Cons: Complex workflow (must explicitly update submodule). Easy to forget git submodule update. Many teams prefer package managers instead.

Worktrees

Multiple working directories from a single repository. Work on multiple branches simultaneously without stashing.

git worktree add ../project-feature feature-branch
# Now ../project-feature is a separate working directory on feature-branch

Use case: Run tests on main while developing on a feature branch.

Hooks

Git hooks run scripts at specific points in the Git workflow.

| Hook | When | Use Case | |---|---|---| | pre-commit | Before commit | Lint, format, run fast tests | | commit-msg | After message written | Enforce commit message format | | pre-push | Before push | Run full test suite | | post-merge | After merge | Update dependencies | | pre-receive | Server-side, before accepting push | Enforce policies |

Husky (JS), pre-commit (Python), cargo-husky (Rust): Frameworks for managing hooks.

Monorepo Tools

Managing large monorepos (one repo, many projects).

Bazel (Google): Build system for monorepos. Hermetic builds. Caches aggressively. Supports many languages.

Nx (JS/TS): Monorepo toolkit. Dependency graph. Affected commands (only build/test what changed).

Turborepo: Fast monorepo build system. Remote caching. Incremental builds.

Advantages of monorepos: Atomic cross-project changes. Shared tooling. Easier code sharing. Single source of truth. (Used by Google, Facebook, Microsoft.)

Disadvantages: Large repo size. Slower cloning. Needs specialized tooling.
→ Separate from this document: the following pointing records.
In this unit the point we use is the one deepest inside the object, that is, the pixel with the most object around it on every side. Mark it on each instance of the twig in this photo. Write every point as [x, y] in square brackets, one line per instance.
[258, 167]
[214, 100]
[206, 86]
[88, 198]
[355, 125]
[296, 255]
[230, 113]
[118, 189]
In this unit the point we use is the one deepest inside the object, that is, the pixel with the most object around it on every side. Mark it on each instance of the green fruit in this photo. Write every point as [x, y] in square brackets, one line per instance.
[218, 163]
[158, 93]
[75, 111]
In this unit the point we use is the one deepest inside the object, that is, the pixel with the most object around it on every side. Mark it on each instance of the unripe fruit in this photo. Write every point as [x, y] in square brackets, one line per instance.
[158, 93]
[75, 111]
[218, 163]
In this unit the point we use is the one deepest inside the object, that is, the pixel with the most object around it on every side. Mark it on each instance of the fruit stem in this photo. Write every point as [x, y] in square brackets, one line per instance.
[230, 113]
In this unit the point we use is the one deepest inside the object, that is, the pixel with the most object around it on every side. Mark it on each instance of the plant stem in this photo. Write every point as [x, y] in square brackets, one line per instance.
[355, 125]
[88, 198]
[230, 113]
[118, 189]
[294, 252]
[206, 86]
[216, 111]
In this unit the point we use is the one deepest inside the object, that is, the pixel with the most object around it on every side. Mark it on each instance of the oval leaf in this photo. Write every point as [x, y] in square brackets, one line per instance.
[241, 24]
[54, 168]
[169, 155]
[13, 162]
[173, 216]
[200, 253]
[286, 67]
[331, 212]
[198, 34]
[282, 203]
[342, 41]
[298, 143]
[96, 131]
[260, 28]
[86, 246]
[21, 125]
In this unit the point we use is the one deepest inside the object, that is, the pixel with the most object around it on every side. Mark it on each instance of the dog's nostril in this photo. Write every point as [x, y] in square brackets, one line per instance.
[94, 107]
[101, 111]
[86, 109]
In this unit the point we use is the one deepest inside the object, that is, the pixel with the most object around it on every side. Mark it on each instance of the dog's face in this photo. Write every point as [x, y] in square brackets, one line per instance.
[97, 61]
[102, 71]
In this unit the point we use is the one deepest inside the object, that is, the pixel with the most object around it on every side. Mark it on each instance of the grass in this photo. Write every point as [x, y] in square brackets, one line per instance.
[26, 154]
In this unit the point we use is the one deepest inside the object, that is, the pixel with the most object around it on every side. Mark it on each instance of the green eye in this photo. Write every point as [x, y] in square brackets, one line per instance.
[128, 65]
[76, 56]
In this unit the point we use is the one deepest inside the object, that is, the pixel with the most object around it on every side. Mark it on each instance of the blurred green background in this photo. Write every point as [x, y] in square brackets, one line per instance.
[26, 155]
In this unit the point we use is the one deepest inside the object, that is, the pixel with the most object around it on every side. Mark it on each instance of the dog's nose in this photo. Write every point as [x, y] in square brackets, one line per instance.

Access control is harder.

Applications in CS

  • Collaboration: Git is the universal standard for code collaboration. GitHub, GitLab, Bitbucket.
  • Code review: PRs/MRs enable structured review. Comments, approvals, CI checks.
  • CI/CD: Git push triggers automated build, test, and deploy pipelines.
  • Auditing: Git history provides a complete audit trail of who changed what and when.
  • Deployment: Git tags mark releases. Gitops (ArgoCD, Flux) deploy from Git state.
  • Documentation: Docs versioned alongside code. Docs-as-code workflow.